Petite (non- )histoire du Taiji Quan

L’histoire et l’origine du Taiji Quan sont des thèmes assez controversés, pleins de légendes et de flous historiques.

A propos de l’origine du Taiji Quan, les spécialistes se disputent aujourd’hui principalement autour de deux hypothèses : la naissance du Taiji Quan au village de Chen Jia Gou, dans le clan de la famille Chen ; ou bien dans les montagnes du Wudang par le légendaire Zhan San Feng.

Chen Wang Ting était un militaire haut placé de l’armée impériale à la fin de la dynastie Ming, vers 1650. Il aurait à l’époque créé une style de boxe d’une efficacité redoutable. Comme souvent à l’epoque, les styles de Gong Fu était jalousement gardés secrets. Maître Chen ne l’enseigna donc qu’à l’intérieur de son clan, la famille Chen. On n’utilisait encore pas le nom de Taiji Quan pour désigner son style, mais plutôt : la boxe des Chen, ou bien la Boxe Explosive (traduite parfois par « Poing Canon »).

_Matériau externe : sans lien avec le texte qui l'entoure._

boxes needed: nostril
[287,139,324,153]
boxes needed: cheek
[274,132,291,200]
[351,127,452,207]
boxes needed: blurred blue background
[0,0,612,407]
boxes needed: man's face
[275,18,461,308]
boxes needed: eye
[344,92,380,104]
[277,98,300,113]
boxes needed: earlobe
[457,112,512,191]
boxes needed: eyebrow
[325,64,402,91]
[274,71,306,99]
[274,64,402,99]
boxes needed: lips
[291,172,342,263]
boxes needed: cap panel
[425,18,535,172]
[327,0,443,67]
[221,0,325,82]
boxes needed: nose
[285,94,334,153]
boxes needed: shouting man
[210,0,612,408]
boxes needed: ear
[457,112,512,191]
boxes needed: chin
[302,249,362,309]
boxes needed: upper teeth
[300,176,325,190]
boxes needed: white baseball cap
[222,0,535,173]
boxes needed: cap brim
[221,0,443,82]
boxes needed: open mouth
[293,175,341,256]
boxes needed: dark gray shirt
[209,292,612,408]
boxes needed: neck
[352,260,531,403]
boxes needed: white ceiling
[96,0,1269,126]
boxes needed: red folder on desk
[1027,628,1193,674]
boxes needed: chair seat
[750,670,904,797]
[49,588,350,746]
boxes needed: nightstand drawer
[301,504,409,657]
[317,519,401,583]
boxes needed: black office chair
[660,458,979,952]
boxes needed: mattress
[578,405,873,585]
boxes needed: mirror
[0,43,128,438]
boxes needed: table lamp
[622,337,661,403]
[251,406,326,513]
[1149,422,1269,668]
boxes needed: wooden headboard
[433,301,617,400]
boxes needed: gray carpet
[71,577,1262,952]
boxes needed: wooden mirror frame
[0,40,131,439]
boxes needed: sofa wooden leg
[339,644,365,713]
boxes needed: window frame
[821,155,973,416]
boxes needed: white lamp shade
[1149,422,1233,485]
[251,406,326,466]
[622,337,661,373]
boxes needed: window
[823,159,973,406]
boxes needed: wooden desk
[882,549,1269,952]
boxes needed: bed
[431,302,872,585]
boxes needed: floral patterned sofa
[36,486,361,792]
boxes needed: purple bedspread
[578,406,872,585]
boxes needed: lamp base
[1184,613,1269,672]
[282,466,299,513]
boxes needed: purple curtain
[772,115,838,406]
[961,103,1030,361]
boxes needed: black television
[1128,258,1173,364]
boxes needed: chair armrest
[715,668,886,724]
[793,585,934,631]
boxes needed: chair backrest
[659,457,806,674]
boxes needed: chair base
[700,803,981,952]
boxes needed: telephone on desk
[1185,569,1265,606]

Zhan San Feng était un moine qui étudia plusieurs années la boxe au temple bouddhiste de Shaolin, au douzième siècle cette fois. Il était passionné par l’art du Gong Fu et la recherche de l’éveil. Il quitta le temple de Shaolin pour errer en ermite et prolonger sa méditation. Arrivé au mont Wudang, il s’établit pour pratiquer résolument son Gong Fu. On raconte qu’un jour, voyant la bataille d’un serpent et d’une grue, il eut une illumination qui le mena à la création du Taiji Quan : le serpent l’avait emporté par ses mouvements circulaires, sa souplesse et son explosivité.

Il est à ce jour très difficile de départager les deux thèses par manque de preuves matérielles. Toutefois, une autre piste de réflexion est à mon humble avis envisageable : lors de mes études d’anthropologie, nous avons appris quelques notions d’épistémologie et de méthodologie scientifique. Le problème de la recherche de l’origine tient dans le fait qu’elle pose a-priori l’existence d’une seule source, d’un seul lieu et d’un seul moment de création. Comme si tout le Taiji Quan était le fruit des recherches d’une seule personne qui l’aurait inventé.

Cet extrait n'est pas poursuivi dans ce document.